N’importe ! cet amour capricieux et vain
Qui, pareil au serpent entoure dans ton sein
L’amour pur et fécond de la belle nature,
Finira par tomber comme une grappe mûre ;
Et celui-là tout seul réchauffera ton sang ;
Et tu deviendras fort, vigoureux et puissant ;
Et tu seras alors mon fils et mon élève ;
Et quand tu passeras, tu sentiras la sève
Murmurer dans la tige, et les herbes grandir ;
Et tu ne verras rien flotter ou resplendir,
Ou voler dans l’espace, ou couler sur la terre,
Sans en savoir bientôt la force et le mystère ;
Et sous l’épais manteau toujours levé pour toi,
Tu surprendras la vie, et la force, et la loi ;
Et quel que soit enfin l’objet où tu t’inclines,
Un caillou de la grève, une fleur des collines,
Un morceau de cristal, une pierre, un lézard,
Il te sera soumis dès le premier regard ;
Et grâce à cet amour, tu pourras sans obstacles
Pénétrer désormais dans tous les tabernacles,
Et dans le moindre objet de ton attention
Découvrir la lumière, et la vie, et le son ;
Et tu pourras alors vêtir ma grande robe
Et t’appeler docteur, et te lever à l’aube
Pour visiter le champ que je t’aurai laissé.

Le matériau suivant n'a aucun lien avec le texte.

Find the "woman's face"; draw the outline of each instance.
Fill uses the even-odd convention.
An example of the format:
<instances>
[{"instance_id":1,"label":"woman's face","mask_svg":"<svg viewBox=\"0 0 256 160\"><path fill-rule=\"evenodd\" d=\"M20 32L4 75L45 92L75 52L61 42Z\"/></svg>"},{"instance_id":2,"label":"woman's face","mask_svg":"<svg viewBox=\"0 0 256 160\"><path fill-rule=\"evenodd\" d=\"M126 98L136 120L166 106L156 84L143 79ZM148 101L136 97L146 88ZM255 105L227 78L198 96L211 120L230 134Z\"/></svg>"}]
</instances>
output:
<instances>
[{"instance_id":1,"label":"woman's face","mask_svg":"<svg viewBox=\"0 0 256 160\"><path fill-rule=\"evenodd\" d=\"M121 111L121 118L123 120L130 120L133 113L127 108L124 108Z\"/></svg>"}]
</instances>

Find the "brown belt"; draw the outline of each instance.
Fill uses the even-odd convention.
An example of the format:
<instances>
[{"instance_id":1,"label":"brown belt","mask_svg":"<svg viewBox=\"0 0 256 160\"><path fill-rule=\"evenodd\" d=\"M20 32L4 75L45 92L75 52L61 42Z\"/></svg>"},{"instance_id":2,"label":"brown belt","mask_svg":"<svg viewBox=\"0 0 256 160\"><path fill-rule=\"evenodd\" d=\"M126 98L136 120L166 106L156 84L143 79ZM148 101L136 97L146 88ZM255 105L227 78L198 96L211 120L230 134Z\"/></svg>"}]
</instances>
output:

Toutes les belles fleurs te diront : Mon fiancé !
Car tu n’auras pas l’air encor d’être leur père
comme moi qui suis grave et maussade et sévère,
Et souvent les arrose avec un front chagrin.
Vois-tu, mon doux ami, quel avenir serein,
Quel astre à l’horizon se lève sur ta vie !
Tu régleras le pré selon ta fantaisie,
Et lorsque tu voudras accroître encor ton bien,
Tu pourras, s’il te plaît, joindre ton champ au mien,
Rien qu’en faisant tomber le mur qui les sépare.